Memory Stick e os 300: Vamos parar e dar uma respirada agora porque chegou a hora do formato criado e praticamente proprietário da Sony com suas trocentas variações. Num passado não muito distante, a Sharp e a Samsung também fabricavam este cartão. Mas isso já era. Se você procurava alguma coisa para se irritar com a Sony, achou. Ela não pára de criar cartões de memórias, mas pelo menos mantém todos à venda. Vamos aos dito cujos:

O Memory Stick original, que agora está obsoleto, oferece de 4 MB até 128 MB. Existia ainda o tal do Memory Stick Select, que basicamente eram dois cartões de memórias espremidos juntos com um switch para escolher entre os dois.

Memory Stick PRO foi a primeira seqüência real do Memory Stick. É mais rápido e teoricamente consegue ter até 32 GB de tamanho, mas até agora só é vendido no máximo com 4 GB. Os cartões PRO com mais de 1 GB de capacidade usam o modo de operação High Speed para transferência mais rápidas.

Memory Stick Duo foi a forma da Sony encolher o Memory Stick daquele chiclete para um formato SD. Tirando isso, é apenas um Memory Stick normal, até mesmo limitado aos 128 MB de espaço. Com um adaptador, pode ser usado em um leitor Memory Stick comum também.

Memory Stick PRO Duo tem o mesmo formato do Duo original, no estilo SD, mas com capacidades e velocidades comparáveis ao SDHC. A maior capacidade atual é de 16 GB.

Memory Stick PRO-HG Duo é o Memory Stick mais novo e com o maior nome. O grande tchan dele é sua interface paralela de 8 bits que permite transferências de até 30 MB/s, o que é fundamental para filmadoras HD. Existe ainda, acreditem, outra versão, a PRO-HG Duo HX, que já oferece transferência de 20 MB/s.

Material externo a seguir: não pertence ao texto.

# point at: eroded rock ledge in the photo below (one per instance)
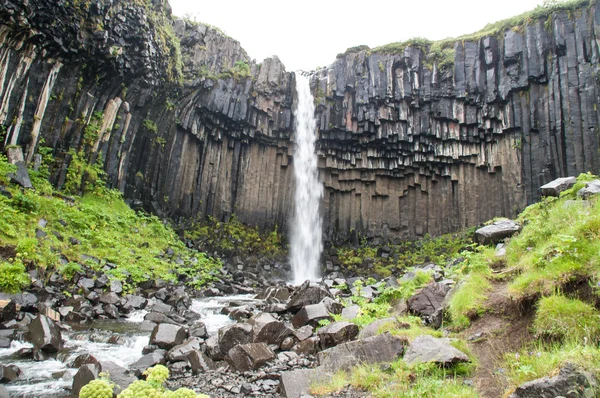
(190, 126)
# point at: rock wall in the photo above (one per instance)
(185, 124)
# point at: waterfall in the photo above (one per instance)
(306, 242)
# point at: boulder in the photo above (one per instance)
(554, 188)
(591, 188)
(200, 363)
(167, 335)
(45, 334)
(267, 329)
(180, 352)
(380, 325)
(84, 375)
(570, 382)
(232, 335)
(337, 333)
(147, 361)
(307, 294)
(428, 303)
(382, 348)
(425, 349)
(311, 314)
(245, 357)
(497, 232)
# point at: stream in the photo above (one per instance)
(53, 378)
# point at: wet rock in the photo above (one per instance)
(570, 382)
(497, 232)
(200, 363)
(147, 361)
(379, 326)
(45, 334)
(311, 314)
(337, 333)
(9, 373)
(232, 335)
(167, 336)
(180, 352)
(428, 303)
(245, 357)
(307, 294)
(267, 329)
(382, 348)
(426, 349)
(84, 375)
(591, 188)
(554, 188)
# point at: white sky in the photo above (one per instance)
(310, 33)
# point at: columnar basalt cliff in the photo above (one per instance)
(187, 125)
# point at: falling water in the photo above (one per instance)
(306, 244)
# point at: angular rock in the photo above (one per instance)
(311, 314)
(167, 336)
(570, 382)
(337, 333)
(267, 329)
(428, 303)
(554, 188)
(45, 335)
(497, 232)
(245, 357)
(425, 349)
(382, 348)
(200, 363)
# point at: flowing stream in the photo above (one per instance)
(53, 378)
(306, 240)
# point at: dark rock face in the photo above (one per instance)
(406, 147)
(570, 382)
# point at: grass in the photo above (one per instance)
(565, 319)
(105, 230)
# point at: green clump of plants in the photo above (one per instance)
(565, 319)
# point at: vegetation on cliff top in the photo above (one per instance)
(43, 229)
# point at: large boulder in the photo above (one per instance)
(554, 188)
(232, 335)
(591, 188)
(377, 349)
(497, 232)
(45, 334)
(337, 333)
(245, 357)
(167, 335)
(311, 314)
(307, 294)
(570, 382)
(428, 303)
(426, 349)
(267, 329)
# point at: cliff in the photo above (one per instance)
(410, 141)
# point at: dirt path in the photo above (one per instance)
(504, 328)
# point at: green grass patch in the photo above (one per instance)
(564, 319)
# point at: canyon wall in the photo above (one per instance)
(185, 124)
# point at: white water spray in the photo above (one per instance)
(306, 239)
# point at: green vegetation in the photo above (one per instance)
(564, 319)
(151, 387)
(233, 237)
(104, 229)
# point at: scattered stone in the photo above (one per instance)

Memory Stick Micro, vulgo M2, é a ponta da linha, a versão Sony do MicroSD. Ganha um pirulito quem adivinhar onde ele é utilizado. Nos celulares da Sony Ericsson, claro. A SanDisk compactua produzindo este formato, assim como no PRO-HG. A maior capacidade oferecida neste formato é de 16 GB, que diga-se de passagem, é bem mais cara que o primo microSD. Como era de se imaginar, volta e meia não é aceito pelos leitores de cartão mais antigos.

xD-Picture Card: Se você é um grande fabricante de câmeras, por que não criar um padrão só seu? Deve ter sido isso que a Olympus e a Fujifilm pensaram quando criaram este modelo de cartão de memória, já que o mercado é totalmente dominado pelo SD. Este formato entrou para substituir o mais-que-falecido Smartmedia, utilizado pela Olympus no início dos tempos da câmera digital. Também oferece diversos sabores - M, H e M+ - cada um oferecendo maior capacidade e/ou velocidade, mas todos dentro do mesmo formato pequeno. Só servem para (adivinhem!) câmeras Olympus e Fujifilm - a Kodak pulou fora e debandou para o lado do SD - e capacidade máxima de apenas 2 GB. Pode estar com os dias contados.

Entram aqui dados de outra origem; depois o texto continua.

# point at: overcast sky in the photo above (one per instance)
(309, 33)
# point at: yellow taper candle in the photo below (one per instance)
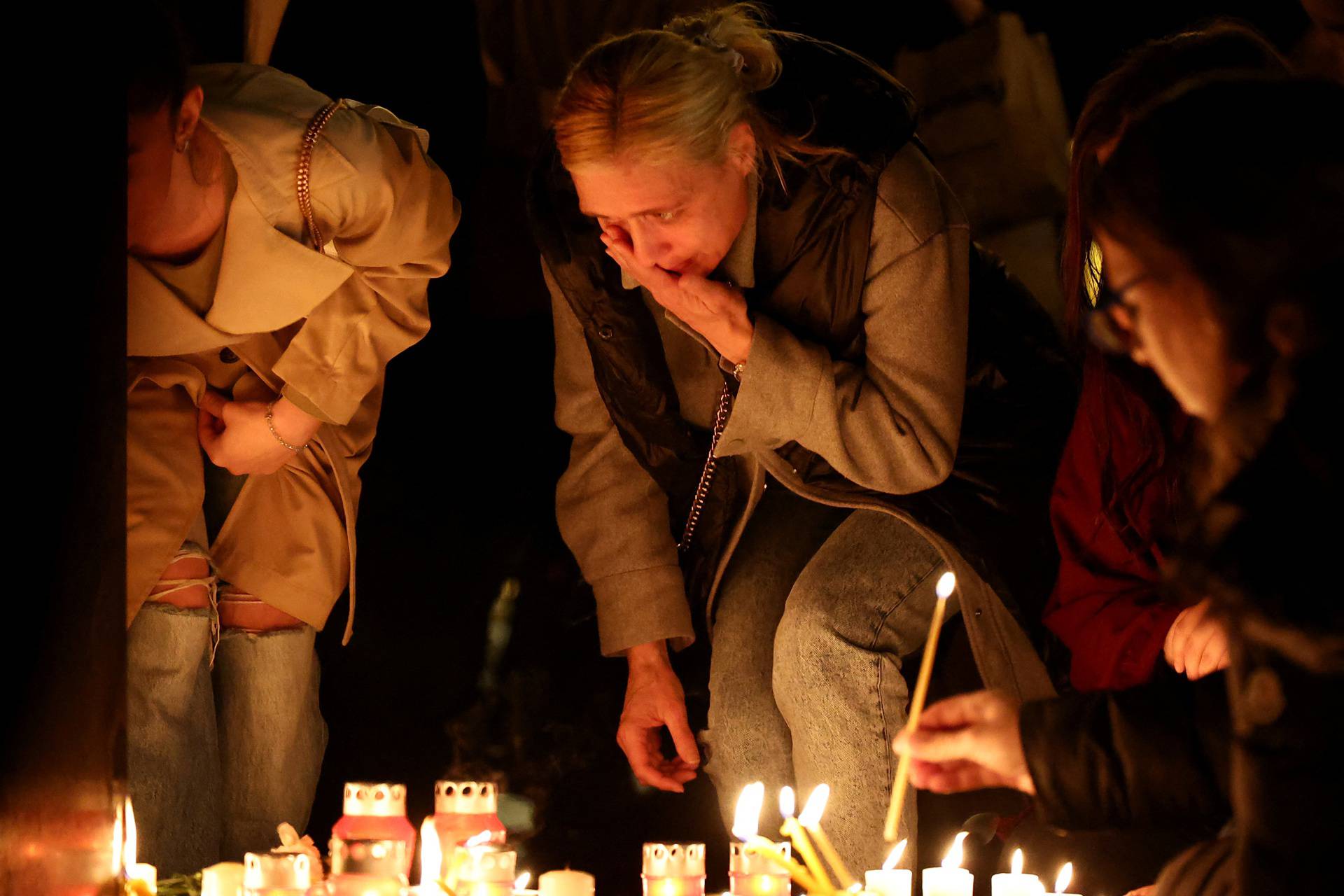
(946, 584)
(811, 821)
(794, 832)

SxS: Ok, é da Sony também, mas não é Memory Stick. Voltado para os profissionais e filmadoras HD, tem a velocidade de transferência de 800 MB/s. Chega a ter 32 GB mas isso tem um preço nada módico. A Sony está vendendo o cartão de 16 GB, com capacidade para gravar 1 hora de vídeo, por US$ 1,1 mil. Pelo menos ele tem o formato de um ExpressCard, assim pode ser inserido direto em vários laptops (desta vez até em um Mac).

P2 é um outro cartão caro, metido a besta e para profissionais, só que desta vez desenvolvido pela Panasonic, que se amarra em turbinar SDs. Por isso mesmo, quando surgiu nada mais era que um monte de SDs juntos em um array RAID striped, mas isso é coisa do passado e hoje são a apenas as memórias mesmo em um setup RAID em formato de PC Card. Também chega até 32 GB, mas é mais lento que o SxS, em torno de picos de 640 Mbps. Pelo menos é mais baratinho, custando US$ 900 um cartão de 16 GB.